Я тоже так умел. Давно. В детстве. Я помнил, как улица могла быть джунглями, а балкон — мостиком над лавой. Как книги были порталами. Как можно было чувствовать, что всё возможно. Я не просто мечтал — я жил в этих мирах. До того, как пришёл «настоящий» мир и приказал: «Хватит. Становись взрослым».

А сейчас... сейчас я даже не мог представить дракона. В голове не было ни образов, ни слов. Как будто мое воображение было стерто резинкой.

Мальчик смотрел сквозь меня — с тем самым сиянием в глазах, которое бывает только у тех, кто ещё верит. И вдруг я почувствовал, как что-то внутри меня дёрнулось, сжалось и запульсировало. Мне стало трудно дышать.

Это не была паническая атака. Это была боль — не от страха, а от отсутствия. Как фантомная боль у ампутированной конечности: я чувствовал, что у меня когда-то было что-то важное, и это исчезло.

Я вышел на своей станции. Поднялся по эскалатору. Рабочий день тёк, как обычно — совещания, графики, цифры. Коллеги делились мемами, смеялись над новостями, заказывали кофе. Я отвечал, улыбался, соглашался — по инерции. Но в ушах всё ещё звучал голос мальчика: «Получай, огненный великан!»

Вечером я не пошёл в бар, как иногда делал по пятницам. Яшёл домой, словно на дно. И в этом движении было что-то окончательное.

Я зашёл в квартиру. Снял обувь. Поставил чайник, не включая его. Сел за ноутбук.

На экране была белая страница.

Я поставил пальцы на клавиатуру.
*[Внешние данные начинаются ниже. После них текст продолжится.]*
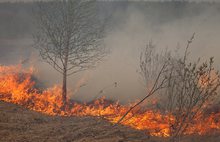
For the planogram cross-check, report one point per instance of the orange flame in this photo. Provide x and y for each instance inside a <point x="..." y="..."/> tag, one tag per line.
<point x="17" y="86"/>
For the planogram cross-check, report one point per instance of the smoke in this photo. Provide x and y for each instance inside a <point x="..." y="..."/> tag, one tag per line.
<point x="133" y="25"/>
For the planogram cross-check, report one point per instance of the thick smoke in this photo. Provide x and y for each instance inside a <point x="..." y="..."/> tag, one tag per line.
<point x="133" y="25"/>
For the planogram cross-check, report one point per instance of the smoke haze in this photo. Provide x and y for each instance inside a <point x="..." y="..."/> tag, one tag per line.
<point x="132" y="26"/>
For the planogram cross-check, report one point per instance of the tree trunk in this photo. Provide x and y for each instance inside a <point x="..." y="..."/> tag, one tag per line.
<point x="64" y="88"/>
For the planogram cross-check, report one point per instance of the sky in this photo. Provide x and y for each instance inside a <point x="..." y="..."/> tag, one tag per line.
<point x="116" y="0"/>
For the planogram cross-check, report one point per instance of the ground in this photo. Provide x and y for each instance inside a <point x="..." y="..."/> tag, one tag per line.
<point x="18" y="124"/>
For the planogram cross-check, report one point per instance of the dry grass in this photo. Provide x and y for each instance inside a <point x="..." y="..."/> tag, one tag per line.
<point x="18" y="124"/>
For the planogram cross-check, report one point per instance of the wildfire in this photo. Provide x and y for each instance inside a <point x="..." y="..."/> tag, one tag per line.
<point x="17" y="86"/>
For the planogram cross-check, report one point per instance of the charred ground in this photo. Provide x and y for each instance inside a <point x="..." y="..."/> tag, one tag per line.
<point x="18" y="124"/>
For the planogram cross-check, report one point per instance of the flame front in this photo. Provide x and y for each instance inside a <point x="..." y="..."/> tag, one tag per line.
<point x="17" y="86"/>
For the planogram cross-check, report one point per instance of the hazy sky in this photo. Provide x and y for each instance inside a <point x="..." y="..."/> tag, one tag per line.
<point x="114" y="0"/>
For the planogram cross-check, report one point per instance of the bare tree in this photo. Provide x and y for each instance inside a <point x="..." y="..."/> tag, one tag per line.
<point x="69" y="34"/>
<point x="191" y="86"/>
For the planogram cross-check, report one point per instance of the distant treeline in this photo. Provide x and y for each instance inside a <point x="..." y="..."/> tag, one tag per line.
<point x="16" y="19"/>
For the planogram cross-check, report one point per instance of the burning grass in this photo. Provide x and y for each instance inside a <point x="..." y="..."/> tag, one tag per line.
<point x="17" y="86"/>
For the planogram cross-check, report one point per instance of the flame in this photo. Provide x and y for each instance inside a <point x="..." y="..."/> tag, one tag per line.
<point x="17" y="86"/>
Ничего не происходило.

— Напиши, — прошептал я. — Что угодно. Просто... напиши.

Курсор мигал. Тишина.

Я подумал о мальчике. О монстрах. О мечах. О том, как это — создавать миры. Хоть один. Пусть на минуту.

И тогда я начал:

«В мире, где каждый закат оставлял в небе след огненного пера, люди не боялись падения. Потому что знали: под ними всегда есть воздух, плотный, как желание жить...»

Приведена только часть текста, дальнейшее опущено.